Kritiker werfen Premierminister Boris Johnson vor, die
Parlamentspause taktisch eingesetzt zu haben, um die
Handlungsfähigkeit der Abgeordneten vor dem geplanten EU-Austritt am
31. Oktober einzuschränken. Nun wollen sie die Kommunikation von
Regierungsmitarbeitern im Vorfeld der Entscheidung sehen, bis hin zu
privaten Emails und Nachrichten aus Whatsapp und ähnlichen
Kurznachrichtendiensten.

Auch die Planungen für einen Brexit ohne Abkommen in der sogenannten
«Operation Yellowhammer» sollen nach dem Willen der Parlamentarier
bis zum 11. September offengelegt werden. Der Beschluss kam in
letzter Minute, denn noch am Montagabend soll die Zwangspause
beginnen. Berichten zufolge will die Regierung der Forderung nicht
nachkommen. Es war aber zunächst unklar, welche Zwangsmittel die
Abgeordneten haben, um ihre Forderung durchzusetzen. Das Parlament
soll erst am 14. Oktober wieder zusammentreten.

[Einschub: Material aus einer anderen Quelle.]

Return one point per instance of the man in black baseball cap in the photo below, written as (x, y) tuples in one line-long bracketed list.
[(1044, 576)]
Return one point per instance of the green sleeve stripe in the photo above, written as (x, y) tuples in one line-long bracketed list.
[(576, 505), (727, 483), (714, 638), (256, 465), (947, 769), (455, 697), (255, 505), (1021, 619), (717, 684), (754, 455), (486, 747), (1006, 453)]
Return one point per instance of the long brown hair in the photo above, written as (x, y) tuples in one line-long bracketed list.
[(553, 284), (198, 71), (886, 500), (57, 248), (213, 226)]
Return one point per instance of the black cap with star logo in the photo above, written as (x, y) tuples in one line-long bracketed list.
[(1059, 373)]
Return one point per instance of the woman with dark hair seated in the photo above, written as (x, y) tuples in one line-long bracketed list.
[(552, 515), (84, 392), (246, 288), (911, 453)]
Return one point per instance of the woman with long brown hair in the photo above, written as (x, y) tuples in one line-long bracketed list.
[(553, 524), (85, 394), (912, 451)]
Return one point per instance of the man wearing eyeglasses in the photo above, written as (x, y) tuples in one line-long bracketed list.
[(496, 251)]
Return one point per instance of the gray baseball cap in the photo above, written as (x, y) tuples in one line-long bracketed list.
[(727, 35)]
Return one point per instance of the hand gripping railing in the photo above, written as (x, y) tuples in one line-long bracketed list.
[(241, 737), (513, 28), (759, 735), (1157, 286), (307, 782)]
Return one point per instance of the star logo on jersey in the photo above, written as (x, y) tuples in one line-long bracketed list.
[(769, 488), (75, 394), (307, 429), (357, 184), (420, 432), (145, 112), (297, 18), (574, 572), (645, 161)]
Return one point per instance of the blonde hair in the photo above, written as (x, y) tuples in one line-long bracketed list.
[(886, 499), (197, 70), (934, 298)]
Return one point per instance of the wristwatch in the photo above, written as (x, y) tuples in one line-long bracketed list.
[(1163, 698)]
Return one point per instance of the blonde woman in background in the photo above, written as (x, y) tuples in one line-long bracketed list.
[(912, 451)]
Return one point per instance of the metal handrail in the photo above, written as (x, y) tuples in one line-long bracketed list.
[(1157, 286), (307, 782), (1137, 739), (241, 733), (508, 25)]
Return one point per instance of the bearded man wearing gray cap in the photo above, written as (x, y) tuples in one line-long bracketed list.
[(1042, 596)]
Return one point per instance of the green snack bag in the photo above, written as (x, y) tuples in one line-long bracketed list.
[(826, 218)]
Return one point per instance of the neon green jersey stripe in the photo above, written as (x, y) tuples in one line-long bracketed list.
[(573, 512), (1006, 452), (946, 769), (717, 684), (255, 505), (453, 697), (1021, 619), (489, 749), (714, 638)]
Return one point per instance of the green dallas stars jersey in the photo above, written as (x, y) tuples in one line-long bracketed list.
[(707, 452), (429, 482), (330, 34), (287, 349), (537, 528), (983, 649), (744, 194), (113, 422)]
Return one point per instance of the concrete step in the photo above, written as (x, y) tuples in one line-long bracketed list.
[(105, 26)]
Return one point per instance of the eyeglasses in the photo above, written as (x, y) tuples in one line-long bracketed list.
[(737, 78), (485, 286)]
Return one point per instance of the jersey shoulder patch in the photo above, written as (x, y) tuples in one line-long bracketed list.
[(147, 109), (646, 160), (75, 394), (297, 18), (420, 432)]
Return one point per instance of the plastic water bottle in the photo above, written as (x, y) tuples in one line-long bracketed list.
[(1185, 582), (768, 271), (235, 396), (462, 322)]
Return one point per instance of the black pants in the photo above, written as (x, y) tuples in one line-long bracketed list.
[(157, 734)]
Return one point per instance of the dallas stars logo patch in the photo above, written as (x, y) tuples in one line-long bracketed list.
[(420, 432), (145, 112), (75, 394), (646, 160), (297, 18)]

Johnson wollte noch am Montag über eine Neuwahl am 15. Oktober
abstimmen lassen, um ein Mandat für seinen harten Brexit-Kurs zu
bekommen. Doch die Opposition hat bereits klar gemacht, dass sie das
nicht zulassen wird. Für eine Neuwahl ist die Zustimmung von zwei
Dritteln aller Abgeordneten nötig. Johnson war damit bei einem ersten
Versuch am Mittwoch bereits gescheitert.

Ein am vergangenen Freitag verabschiedetes Gesetz sieht vor, dass die
Regierung eine Verlängerung der Brexit-Frist beantragen muss, wenn
bis zum 19. Oktober kein Abkommen ratifiziert ist. Es sollte noch am
Montag mit der Billigung der Queen in Kraft treten. Bei einem No Deal
drohen schwere Schäden für die Wirtschaft und andere Lebensbereiche.